Sento-me diariamente aqui a partir das sete horas. Nas mesas as mesmas faces de sempre, sem nome e sem vida que eu conheça. Deixo-me ficar. Vejo a calçada, os pés de pessoas. É incrível como se podem conhecer detalhes íntimos de alguém, observando seus pés.
       O sono vem, vem o garçom: lastimo, hora de fechar, boa noite, até amanhã, bonita noite, não?
       Cansaço e álcool entorpecem-me as pernas. A comida avinagra o hálito.
       Lua alta. Divirto-me em pisar a própria sombra. Asfalto gasto, buracos na calçada, bosta de cachorro. Ó Rio de Janeiro, Cidade Maravilhosa, onde?
       Meus bolsos vazios furados. O chão passa devagar sob meus sapatos gastos. Meu quarto de pensão.


      
O senhor sabe, exigimos respeito neste lugar. É pra evitar problemas. Imagine que há algum tempo...
       É gorda e velha e feia e tem um enorme buço preto acima da boca rubra e gordurosa de batom. Ex-prostituta, ex-cafetina, ex-proprietária de cabaré, respeitável dona de respeitável pensão só para cavalheiros.
       ... e ela lá, morta em cima da cama. Um escândalo! O senhor sabe como é. Uma vergonha para o estabelecimento e um prejuízo para os negócios.
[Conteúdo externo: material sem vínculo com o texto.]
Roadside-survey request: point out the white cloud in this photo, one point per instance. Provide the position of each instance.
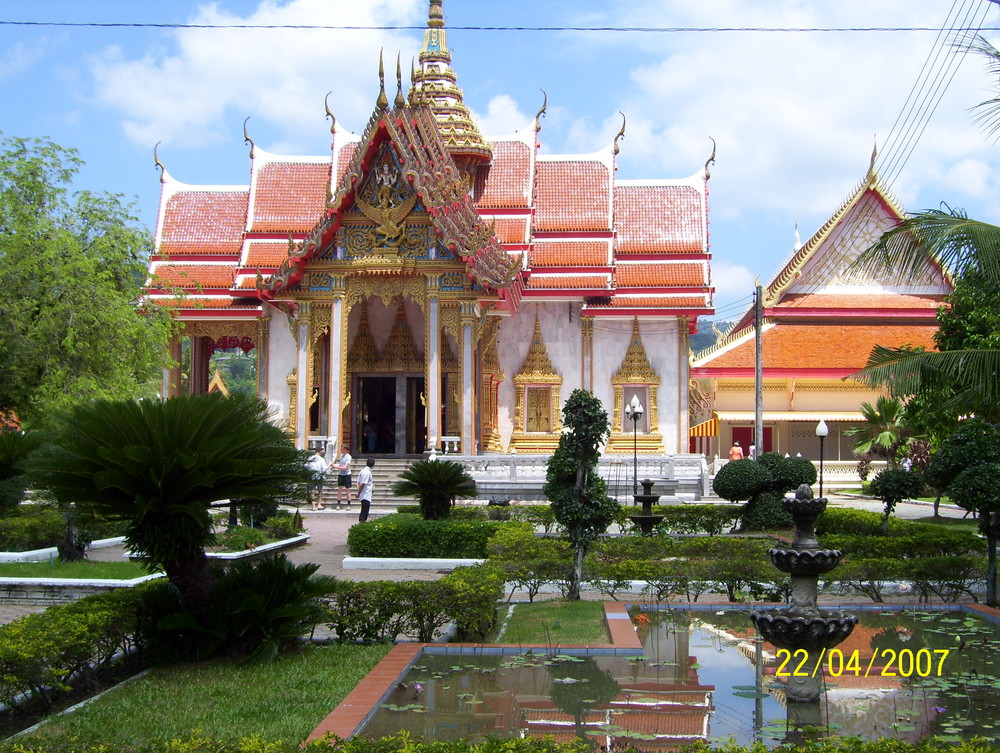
(192, 93)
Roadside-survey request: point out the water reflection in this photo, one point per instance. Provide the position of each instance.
(695, 680)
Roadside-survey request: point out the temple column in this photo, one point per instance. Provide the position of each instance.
(303, 321)
(433, 357)
(468, 380)
(338, 327)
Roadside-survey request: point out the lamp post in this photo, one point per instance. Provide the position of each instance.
(822, 430)
(633, 411)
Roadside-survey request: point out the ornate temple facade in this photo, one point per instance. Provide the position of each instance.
(423, 286)
(821, 319)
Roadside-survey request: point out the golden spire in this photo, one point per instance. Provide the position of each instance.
(438, 87)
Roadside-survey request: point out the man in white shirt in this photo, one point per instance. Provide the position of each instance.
(344, 478)
(365, 489)
(317, 465)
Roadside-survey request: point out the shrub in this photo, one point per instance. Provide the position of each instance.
(740, 480)
(241, 537)
(409, 536)
(529, 561)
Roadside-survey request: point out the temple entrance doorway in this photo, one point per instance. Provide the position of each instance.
(375, 417)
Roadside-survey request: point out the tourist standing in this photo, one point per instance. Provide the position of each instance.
(317, 466)
(365, 489)
(344, 478)
(736, 452)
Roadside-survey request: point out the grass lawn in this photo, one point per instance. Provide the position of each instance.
(557, 622)
(221, 699)
(123, 570)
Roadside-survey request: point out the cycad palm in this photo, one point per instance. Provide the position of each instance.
(884, 432)
(435, 483)
(160, 466)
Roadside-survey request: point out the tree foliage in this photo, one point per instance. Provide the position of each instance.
(160, 466)
(578, 495)
(71, 270)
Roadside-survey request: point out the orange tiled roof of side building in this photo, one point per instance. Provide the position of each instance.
(822, 346)
(507, 185)
(186, 231)
(558, 282)
(862, 301)
(569, 254)
(194, 275)
(659, 275)
(572, 195)
(659, 219)
(290, 196)
(510, 229)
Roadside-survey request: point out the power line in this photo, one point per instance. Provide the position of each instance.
(615, 29)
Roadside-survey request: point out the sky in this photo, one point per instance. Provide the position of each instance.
(794, 115)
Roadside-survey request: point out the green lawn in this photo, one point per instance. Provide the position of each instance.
(557, 622)
(123, 570)
(282, 701)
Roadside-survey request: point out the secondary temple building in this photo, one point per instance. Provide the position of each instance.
(422, 286)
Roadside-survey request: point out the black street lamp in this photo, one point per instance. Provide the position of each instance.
(822, 430)
(633, 412)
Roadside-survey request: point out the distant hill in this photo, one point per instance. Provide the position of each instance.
(705, 336)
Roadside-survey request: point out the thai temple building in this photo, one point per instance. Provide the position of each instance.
(821, 319)
(422, 286)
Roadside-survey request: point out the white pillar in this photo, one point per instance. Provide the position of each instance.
(302, 321)
(433, 357)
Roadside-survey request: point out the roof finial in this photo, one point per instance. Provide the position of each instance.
(710, 160)
(621, 133)
(399, 101)
(326, 106)
(156, 161)
(541, 112)
(382, 102)
(246, 137)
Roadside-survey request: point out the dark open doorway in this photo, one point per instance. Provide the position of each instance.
(375, 417)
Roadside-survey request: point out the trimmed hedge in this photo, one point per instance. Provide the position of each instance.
(40, 652)
(403, 535)
(378, 611)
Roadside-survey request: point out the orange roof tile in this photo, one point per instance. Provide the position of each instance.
(290, 196)
(659, 219)
(511, 229)
(567, 281)
(569, 254)
(204, 222)
(660, 275)
(861, 300)
(823, 346)
(507, 182)
(194, 276)
(572, 195)
(262, 254)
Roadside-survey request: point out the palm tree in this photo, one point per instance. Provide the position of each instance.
(435, 484)
(162, 466)
(884, 434)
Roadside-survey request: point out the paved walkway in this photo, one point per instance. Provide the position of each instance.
(327, 545)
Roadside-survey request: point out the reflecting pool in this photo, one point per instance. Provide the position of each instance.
(906, 675)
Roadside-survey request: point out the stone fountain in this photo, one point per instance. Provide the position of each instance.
(646, 521)
(802, 625)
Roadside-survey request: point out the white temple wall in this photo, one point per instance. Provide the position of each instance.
(281, 359)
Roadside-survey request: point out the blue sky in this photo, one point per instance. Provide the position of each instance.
(794, 114)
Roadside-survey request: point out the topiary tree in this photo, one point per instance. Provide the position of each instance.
(762, 483)
(435, 484)
(578, 495)
(892, 486)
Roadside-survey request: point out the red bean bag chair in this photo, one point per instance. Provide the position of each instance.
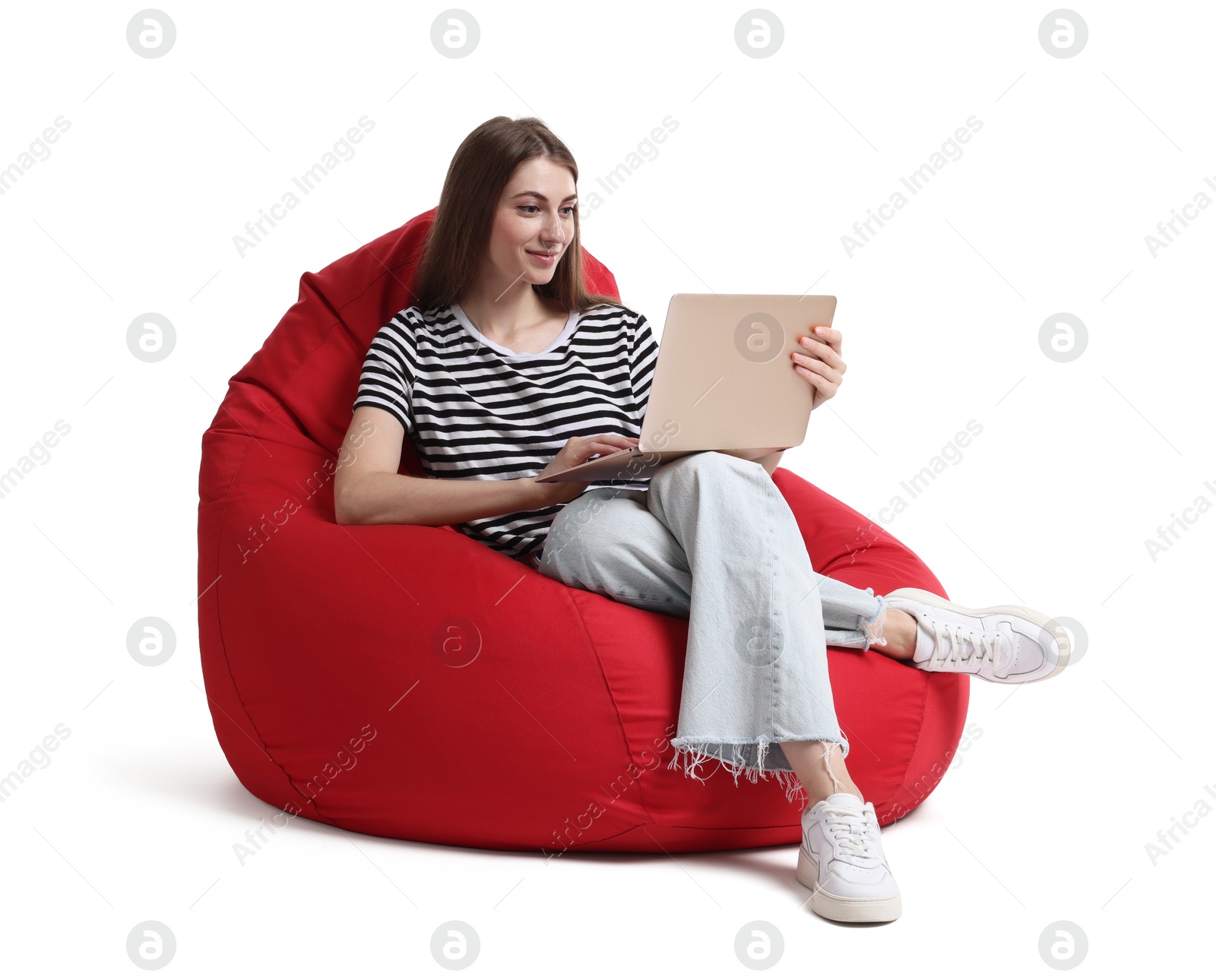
(411, 682)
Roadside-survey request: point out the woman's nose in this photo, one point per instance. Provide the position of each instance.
(553, 232)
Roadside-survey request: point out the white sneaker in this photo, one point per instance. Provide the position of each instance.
(842, 861)
(1009, 645)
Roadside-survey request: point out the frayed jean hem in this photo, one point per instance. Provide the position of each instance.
(747, 757)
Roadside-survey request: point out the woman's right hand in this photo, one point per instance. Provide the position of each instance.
(578, 450)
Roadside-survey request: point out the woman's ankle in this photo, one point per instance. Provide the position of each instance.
(897, 635)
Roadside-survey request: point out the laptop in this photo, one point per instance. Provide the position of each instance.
(723, 381)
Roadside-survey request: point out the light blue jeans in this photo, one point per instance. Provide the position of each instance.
(759, 618)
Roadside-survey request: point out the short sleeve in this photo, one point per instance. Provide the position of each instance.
(387, 378)
(644, 352)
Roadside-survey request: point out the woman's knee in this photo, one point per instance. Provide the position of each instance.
(590, 526)
(698, 463)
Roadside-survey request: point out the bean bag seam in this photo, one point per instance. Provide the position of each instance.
(228, 663)
(616, 708)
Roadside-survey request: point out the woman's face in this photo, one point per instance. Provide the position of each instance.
(534, 223)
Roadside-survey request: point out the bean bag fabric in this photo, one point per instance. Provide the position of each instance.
(407, 681)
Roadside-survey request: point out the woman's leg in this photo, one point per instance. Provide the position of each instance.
(757, 696)
(755, 668)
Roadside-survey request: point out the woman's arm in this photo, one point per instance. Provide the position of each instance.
(369, 490)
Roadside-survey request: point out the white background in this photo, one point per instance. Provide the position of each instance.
(1046, 816)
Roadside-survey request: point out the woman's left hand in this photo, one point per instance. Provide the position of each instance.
(821, 364)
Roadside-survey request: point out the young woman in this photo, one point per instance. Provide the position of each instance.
(505, 368)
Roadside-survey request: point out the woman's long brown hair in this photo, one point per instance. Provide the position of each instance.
(460, 235)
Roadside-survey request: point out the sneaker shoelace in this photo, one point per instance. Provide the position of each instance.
(952, 642)
(849, 828)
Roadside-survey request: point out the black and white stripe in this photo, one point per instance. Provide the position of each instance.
(474, 410)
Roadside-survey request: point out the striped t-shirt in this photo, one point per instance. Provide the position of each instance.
(476, 410)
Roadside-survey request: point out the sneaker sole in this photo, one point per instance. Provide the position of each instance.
(1025, 612)
(843, 907)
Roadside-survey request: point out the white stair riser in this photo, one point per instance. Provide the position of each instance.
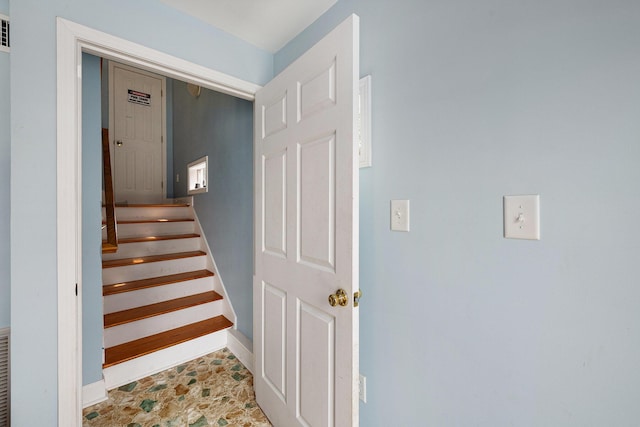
(140, 367)
(127, 300)
(123, 214)
(152, 229)
(152, 269)
(131, 250)
(154, 325)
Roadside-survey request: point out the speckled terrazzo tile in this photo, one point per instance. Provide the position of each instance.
(214, 390)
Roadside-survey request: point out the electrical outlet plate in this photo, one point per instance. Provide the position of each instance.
(400, 215)
(522, 217)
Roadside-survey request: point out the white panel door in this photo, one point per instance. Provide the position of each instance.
(137, 135)
(306, 237)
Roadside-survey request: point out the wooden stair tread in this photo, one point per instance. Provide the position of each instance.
(135, 285)
(143, 346)
(140, 239)
(152, 205)
(146, 311)
(152, 221)
(150, 258)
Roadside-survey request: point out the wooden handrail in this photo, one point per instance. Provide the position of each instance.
(111, 245)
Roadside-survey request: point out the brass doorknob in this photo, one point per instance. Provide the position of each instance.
(339, 298)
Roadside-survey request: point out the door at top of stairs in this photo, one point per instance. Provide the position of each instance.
(137, 129)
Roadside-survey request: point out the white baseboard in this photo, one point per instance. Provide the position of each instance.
(140, 367)
(93, 393)
(241, 347)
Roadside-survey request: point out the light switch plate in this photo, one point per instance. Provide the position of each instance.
(400, 215)
(522, 217)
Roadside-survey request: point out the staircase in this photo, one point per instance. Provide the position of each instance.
(164, 303)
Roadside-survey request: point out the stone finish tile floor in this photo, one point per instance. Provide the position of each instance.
(214, 390)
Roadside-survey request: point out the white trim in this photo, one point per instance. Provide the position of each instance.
(163, 114)
(4, 48)
(158, 361)
(241, 347)
(365, 122)
(94, 393)
(72, 40)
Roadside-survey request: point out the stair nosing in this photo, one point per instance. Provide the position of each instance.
(158, 238)
(153, 282)
(224, 324)
(120, 262)
(152, 221)
(152, 205)
(161, 308)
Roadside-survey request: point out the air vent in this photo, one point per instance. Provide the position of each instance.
(4, 33)
(4, 377)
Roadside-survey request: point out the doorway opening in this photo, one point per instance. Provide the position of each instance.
(72, 39)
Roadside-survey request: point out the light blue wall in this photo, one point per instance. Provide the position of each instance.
(5, 176)
(221, 127)
(92, 319)
(33, 161)
(473, 100)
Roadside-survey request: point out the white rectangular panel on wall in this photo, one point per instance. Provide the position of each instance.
(316, 200)
(316, 366)
(318, 93)
(274, 324)
(275, 203)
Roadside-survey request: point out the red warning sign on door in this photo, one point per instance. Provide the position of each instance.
(139, 97)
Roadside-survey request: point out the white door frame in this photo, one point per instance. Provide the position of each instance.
(72, 40)
(163, 117)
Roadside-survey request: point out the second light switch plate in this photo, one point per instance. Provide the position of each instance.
(522, 217)
(400, 215)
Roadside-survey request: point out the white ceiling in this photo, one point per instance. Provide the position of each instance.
(268, 24)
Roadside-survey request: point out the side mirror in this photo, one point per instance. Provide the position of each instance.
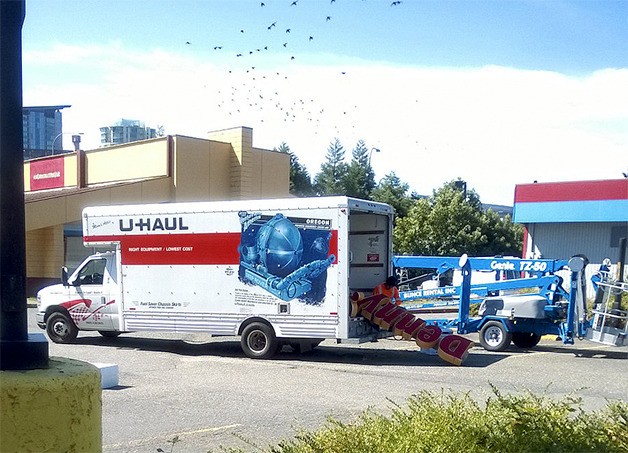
(64, 276)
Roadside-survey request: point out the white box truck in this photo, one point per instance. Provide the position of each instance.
(274, 271)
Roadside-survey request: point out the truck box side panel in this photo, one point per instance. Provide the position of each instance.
(210, 266)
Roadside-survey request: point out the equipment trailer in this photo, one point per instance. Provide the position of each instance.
(524, 319)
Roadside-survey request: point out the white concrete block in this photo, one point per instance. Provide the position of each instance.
(108, 374)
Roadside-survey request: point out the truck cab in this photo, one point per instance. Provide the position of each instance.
(85, 300)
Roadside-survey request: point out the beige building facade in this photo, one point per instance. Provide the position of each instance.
(176, 168)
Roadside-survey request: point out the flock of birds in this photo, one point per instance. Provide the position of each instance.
(270, 97)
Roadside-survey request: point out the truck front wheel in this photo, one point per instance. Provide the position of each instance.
(259, 341)
(525, 340)
(61, 329)
(494, 336)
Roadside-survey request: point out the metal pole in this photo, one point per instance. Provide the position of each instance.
(18, 349)
(621, 261)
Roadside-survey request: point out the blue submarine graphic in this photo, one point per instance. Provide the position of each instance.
(287, 261)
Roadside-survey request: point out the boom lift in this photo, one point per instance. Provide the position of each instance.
(524, 319)
(522, 273)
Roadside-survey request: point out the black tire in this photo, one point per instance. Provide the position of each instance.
(258, 341)
(494, 336)
(61, 329)
(525, 340)
(109, 333)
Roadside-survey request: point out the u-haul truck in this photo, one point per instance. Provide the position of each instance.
(274, 272)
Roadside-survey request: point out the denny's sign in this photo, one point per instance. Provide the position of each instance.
(382, 312)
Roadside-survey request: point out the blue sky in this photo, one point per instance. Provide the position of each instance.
(489, 91)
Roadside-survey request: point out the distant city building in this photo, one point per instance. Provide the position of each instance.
(125, 131)
(42, 129)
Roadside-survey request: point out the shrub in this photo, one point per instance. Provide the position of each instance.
(449, 422)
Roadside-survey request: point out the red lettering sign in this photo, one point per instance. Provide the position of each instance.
(47, 173)
(386, 315)
(454, 348)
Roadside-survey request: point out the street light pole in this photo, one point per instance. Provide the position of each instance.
(377, 150)
(59, 135)
(19, 350)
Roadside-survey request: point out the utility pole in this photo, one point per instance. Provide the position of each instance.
(19, 350)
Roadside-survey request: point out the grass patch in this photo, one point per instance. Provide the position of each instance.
(450, 422)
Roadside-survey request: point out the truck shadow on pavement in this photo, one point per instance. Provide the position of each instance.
(588, 351)
(364, 354)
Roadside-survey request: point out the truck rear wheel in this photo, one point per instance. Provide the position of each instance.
(494, 336)
(61, 329)
(259, 341)
(525, 340)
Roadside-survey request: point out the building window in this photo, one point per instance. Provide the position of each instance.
(617, 233)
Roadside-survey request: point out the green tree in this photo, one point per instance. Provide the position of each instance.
(393, 191)
(360, 179)
(503, 236)
(452, 222)
(331, 179)
(300, 180)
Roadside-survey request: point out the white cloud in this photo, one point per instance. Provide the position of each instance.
(492, 126)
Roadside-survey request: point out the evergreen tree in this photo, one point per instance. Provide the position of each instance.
(300, 181)
(360, 180)
(393, 191)
(331, 179)
(452, 222)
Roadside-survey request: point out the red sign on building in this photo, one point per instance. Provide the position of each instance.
(47, 174)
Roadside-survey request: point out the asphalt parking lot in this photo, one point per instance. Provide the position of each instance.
(206, 392)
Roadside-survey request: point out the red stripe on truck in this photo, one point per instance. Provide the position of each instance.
(201, 248)
(204, 248)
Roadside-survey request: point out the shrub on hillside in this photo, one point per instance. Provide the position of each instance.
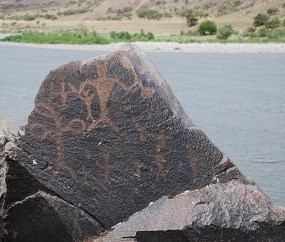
(141, 36)
(272, 11)
(260, 19)
(207, 27)
(225, 32)
(191, 20)
(28, 17)
(273, 23)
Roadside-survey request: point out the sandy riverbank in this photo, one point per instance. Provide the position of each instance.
(169, 47)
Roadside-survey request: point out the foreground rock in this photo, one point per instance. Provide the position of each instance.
(108, 150)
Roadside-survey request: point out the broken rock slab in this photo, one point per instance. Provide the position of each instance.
(108, 142)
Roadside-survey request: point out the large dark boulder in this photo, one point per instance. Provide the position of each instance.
(109, 147)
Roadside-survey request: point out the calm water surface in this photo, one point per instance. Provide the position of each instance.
(237, 99)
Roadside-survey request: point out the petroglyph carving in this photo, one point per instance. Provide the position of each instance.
(92, 89)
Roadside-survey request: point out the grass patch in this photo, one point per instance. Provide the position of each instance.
(84, 36)
(127, 37)
(59, 37)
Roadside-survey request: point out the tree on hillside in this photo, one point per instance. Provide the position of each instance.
(260, 19)
(225, 32)
(207, 27)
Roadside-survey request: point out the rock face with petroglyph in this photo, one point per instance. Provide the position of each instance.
(106, 139)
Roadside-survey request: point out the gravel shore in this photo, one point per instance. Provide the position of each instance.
(169, 47)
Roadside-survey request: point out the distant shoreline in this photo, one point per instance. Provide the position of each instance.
(269, 48)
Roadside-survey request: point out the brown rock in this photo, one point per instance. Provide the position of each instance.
(106, 138)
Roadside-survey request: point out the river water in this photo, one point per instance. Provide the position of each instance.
(237, 99)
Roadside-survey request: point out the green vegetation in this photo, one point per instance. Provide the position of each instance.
(50, 16)
(69, 12)
(272, 11)
(207, 27)
(225, 32)
(273, 23)
(262, 35)
(59, 37)
(125, 36)
(144, 12)
(191, 20)
(260, 19)
(28, 17)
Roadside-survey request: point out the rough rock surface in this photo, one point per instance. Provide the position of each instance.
(107, 137)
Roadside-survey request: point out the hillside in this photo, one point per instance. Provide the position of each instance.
(158, 16)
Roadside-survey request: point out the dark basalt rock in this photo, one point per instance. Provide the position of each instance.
(106, 138)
       Jogo-me vestido sobre o lençol imundo. O calor abafa. Há zumbidos no ar. Malditas moscas, maldita sujeira! Meus olhos pesam. Sufoco. Alguém aperta meu pescoço magro. Tiro a gravata sebosa, as roupas. As pulgas não me permitem descanso. Já se veem os contornos dos móveis do quarto: a cadeira de três pernas, a gravura do Sagrado Coração, o armário sem portas. Acendo um cigarro e espero a manhã.
       Despertar de café sem leite, pão sem manteiga.
       Até logo, tenha um bom dia. Temos tripa hoje no jantar. Gosta?
       Sim, sim, muito. Até às sete.



       O ônibus lotado, o cheiro acre do sovaco do trocador, pisões, empurrões. A cotovelada no rosto. Não se preocupe, nem doeu.
       Por que disse isso, afinal? Doeu pra burro... E, diacho, tenho nojo de tripa. Há tanto tempo perdi o hábito de reclamar, de opinar, discutir...restou-me o sorriso imbecil, o não foi nada, o obrigado, alguns suspiros, rugas na testa e nada mais.
       Pouco a pouco, amoleci, curvei a espinha. Virei bosta. Sinto o fedor de mim mesmo. As moscas também.
       Com licença, desculpe, vou descer.
       Besteira mesmo ficar pensando nisso.
       Enrolo os pés na escada. Aliso com as mãos o terno amassado. Chego à minha mesa na grande sala do Tribunal. Minha mesa: ofícios, protocolos, petições, mandados. Ofícios, protocolos, petições, mandados. Ofícios...



  
       Barulho do ventilador. Apito de trem. Lembrança que vem, vai, escapa, torna a vir...
       Minha mala de couro cru fedia. Pai e mãe na estação. A esperança deles, o meu medo. Os olhos do pai mandando confiança. Os olhos da mãe brilhando em águas azuis, escorrendo mansinho, pingando o vestido preto.
       Tá pensando na morte da bezerra, seu? O serviço sai ou não sai?
       Cara infeliz, puxa-saco desgraçado. Qualquer dia destes...
       Caramba, levantei mesmo de mau humor! Plict, plact, plict. As teclas do computador ferindo o silêncio. Rápidas. Em observância à lei 54321...
       Estação—Faculdade de Direito. O pai acreditando. A mãe e o embrulho de empadinhas.
       Faculdade de Direito—Doutor Fulano de Tal—escritório, secretária, diploma na parede, anel.
       Livros noites insones dinheiro curto estudo estudo estudo. Mulheres? Em revistas emprestadas no sonho na rua de longe.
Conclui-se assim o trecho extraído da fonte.